Saturday, March 24, 2012

Walking to the beach - 30seconds of observation

Back in St. David's Junior School in Kenya, Mr. Mbao(wood in swahili), our deputy head master once said - "Tisham do you have a photographic memory ?". It did not quite make sense back in year 6. Since then I have heard it repeated a few time. Then I started watching movies (watched Temple Grandin on my flight to Vancouver), reading up on cognition and working in the image processing field. I have come to analyse my own cognitive system and I suppose I am a highly visual person. I convert words into visualisations and concepts become related to reality rather than being strictly tied to language.

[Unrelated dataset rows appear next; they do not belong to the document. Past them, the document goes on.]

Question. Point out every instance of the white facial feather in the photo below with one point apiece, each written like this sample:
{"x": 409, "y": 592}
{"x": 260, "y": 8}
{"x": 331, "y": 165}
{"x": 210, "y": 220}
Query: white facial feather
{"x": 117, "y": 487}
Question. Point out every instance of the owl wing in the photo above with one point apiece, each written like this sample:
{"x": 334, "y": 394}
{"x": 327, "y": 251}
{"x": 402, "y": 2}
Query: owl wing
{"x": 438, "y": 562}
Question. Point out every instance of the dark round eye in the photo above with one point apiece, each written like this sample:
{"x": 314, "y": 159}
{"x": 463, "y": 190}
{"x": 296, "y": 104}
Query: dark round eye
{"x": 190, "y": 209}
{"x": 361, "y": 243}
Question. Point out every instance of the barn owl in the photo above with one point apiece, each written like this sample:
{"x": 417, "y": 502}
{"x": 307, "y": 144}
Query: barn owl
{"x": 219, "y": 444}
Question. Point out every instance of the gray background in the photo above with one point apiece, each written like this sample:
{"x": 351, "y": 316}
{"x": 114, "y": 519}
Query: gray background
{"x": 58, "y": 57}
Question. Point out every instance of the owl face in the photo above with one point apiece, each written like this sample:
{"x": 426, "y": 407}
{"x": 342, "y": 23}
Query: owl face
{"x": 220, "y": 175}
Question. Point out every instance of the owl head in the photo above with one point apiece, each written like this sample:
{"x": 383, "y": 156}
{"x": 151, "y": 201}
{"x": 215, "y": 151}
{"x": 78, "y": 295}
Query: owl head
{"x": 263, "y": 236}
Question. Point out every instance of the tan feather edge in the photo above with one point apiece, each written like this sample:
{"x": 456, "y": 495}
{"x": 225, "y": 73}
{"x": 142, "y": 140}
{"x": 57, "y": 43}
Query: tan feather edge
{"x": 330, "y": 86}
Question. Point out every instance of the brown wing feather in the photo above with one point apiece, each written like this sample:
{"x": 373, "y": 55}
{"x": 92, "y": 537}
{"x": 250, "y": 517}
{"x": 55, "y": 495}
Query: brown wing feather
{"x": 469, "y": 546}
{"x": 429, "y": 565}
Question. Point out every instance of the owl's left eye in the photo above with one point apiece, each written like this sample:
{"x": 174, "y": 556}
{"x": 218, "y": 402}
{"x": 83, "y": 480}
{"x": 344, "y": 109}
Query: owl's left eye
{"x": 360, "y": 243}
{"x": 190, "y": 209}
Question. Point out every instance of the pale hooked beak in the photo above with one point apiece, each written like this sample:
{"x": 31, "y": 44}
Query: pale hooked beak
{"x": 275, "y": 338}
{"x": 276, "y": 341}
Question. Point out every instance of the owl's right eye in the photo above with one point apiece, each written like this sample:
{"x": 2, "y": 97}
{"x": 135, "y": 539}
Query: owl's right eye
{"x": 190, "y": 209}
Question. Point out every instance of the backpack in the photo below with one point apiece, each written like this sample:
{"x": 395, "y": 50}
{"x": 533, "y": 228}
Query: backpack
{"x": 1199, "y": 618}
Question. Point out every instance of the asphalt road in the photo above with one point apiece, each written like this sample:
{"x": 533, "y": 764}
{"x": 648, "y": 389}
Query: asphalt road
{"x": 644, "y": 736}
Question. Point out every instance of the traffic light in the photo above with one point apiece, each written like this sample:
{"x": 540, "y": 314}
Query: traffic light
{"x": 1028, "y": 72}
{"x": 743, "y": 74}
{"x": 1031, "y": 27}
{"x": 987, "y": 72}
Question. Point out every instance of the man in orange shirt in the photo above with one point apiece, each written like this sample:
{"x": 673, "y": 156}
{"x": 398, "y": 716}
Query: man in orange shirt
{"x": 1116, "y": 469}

It is very difficult to filter from memory all the previous instances of the same object whenever I see a new instance of it. I decided to do the video adventure project yesterday and went on a 10km or so hike to Henley Beach and back. I have travelled on this road numerous times before on a bike when I was living in Mile End back in 2002-03. The previous trips play back in my head like a movie as I walk along the familiar road looking for things to film.

There are several clips, I am fairly sure which one I will put in as a submission (one featuring my shoes, some rocks and water). Still the activities of the arthropods is always interesting. We visit supermarkets like the ants visit a dropped chip, oblivious of where the food actually came from, pay for it with money we think we worked hard for (which in reality other people are working harder for and not getting), and drag it home using the leverage provides by our exoskeletons (read cars). In the ant society only the queen has the rights to reproduce, the sisterhood of working ants are simply born to their fate. After all is said and done, in bee and ant society the workers still retain their queen making rights - yay epigenetics.

A lot of things happen in the universe in 30seconds, it is hard to have a photographic memory of all of it. I seem to live in relative time, the frame rate of my memory increases when my emotions are high and retention is near perfect, with detail I can recall in retrospect which is not obvious at the moment of capture. The key to remembering more of the life I am living seems to be to infuse happiness and sadness into every moment.